Now, take the example of iloc :-
Example :-
import pandas as pd
a = [2,3,4]
b = pd.DataFrame(a,columns=['test'],index=['a','c','v'])
b.iloc[2]= 3
print(b)
Output :-
test
a 2
c 3
v 3
Here , the index position 2 has been assigned the new value which is 3 so the older value of 4 has been replaced with the newer one 3.
The Curious case of ix :-
ix works like both the loc and iloc . it is a situation dependent one.so, let us take the example of both these cases :-
Case 1 :- when ix works like a loc :
Example :-
import pandas as pd
a = [20,30,40]
b = pd.DataFrame(a,columns=['test'],index=['1','2','3'])
b.ix[2]= 3
print(b)
Output :-
test
1 20
2 30
3 3
Here , ix checks for the index label 2 which is 40 here and assign it a value 3.Similar to what loc does.
Case 2 :- when ix works like a iloc :
import pandas as pd
a = [20,30,40]
b = pd.DataFrame(a,columns=['test'],index=['10','20','30'])
b.ix[1]= 3
print(b)
Output :-
test
10 20
20 3
30 40
Here , it checks for the index position 1 which is 30 here , the ix checks for the position 1 which is 30 and assign it a value of 3.
So to add an extra row , try to use loc . let us take an example :-
Example :-
import pandas as pd
a = [20,30,40]
b = pd.DataFrame(a,columns=['test'],index=['10','20','30'])
b.loc[50]= 3
print(b)
Output :-
test
10 20
20 30
30 40
50 3
Adding Column To Your Dataframe :-
Adding column in the dataframe is not a big task , again we have to take the help of loc to handle this stuff.
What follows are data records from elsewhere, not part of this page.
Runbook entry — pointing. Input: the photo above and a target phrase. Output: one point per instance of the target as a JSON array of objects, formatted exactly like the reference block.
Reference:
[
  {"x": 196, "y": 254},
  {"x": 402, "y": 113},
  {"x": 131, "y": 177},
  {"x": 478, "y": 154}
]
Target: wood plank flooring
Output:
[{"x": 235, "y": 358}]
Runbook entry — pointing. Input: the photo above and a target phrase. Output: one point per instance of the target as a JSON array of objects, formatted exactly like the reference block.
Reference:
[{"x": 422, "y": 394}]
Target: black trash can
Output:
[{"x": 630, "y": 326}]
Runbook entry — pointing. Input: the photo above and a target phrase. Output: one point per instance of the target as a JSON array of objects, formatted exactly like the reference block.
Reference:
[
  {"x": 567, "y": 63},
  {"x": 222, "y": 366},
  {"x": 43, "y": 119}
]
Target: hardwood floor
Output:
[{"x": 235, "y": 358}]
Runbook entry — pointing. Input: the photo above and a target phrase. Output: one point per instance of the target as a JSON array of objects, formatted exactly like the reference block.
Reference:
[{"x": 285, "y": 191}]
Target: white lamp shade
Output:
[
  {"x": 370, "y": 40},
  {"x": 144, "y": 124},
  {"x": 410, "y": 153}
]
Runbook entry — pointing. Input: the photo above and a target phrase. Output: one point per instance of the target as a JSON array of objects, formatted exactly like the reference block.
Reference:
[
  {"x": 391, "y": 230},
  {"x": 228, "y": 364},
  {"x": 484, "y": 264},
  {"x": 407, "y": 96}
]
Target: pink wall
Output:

So ,let us add a column in the dataframe :-
Example :-
import pandas as pd
a = [20,30,40]
b = pd.DataFrame(a,columns=['test'],index=['10','20','30'])
b.loc[:,'test2']= 3
print(b)
Output :-
test test2
10 20 3
20 30 3
30 40 3I
In this case , we want to add a column "test2" to our dataframe with value 3.
We will come across more functionality of Data frames in our next tutorials.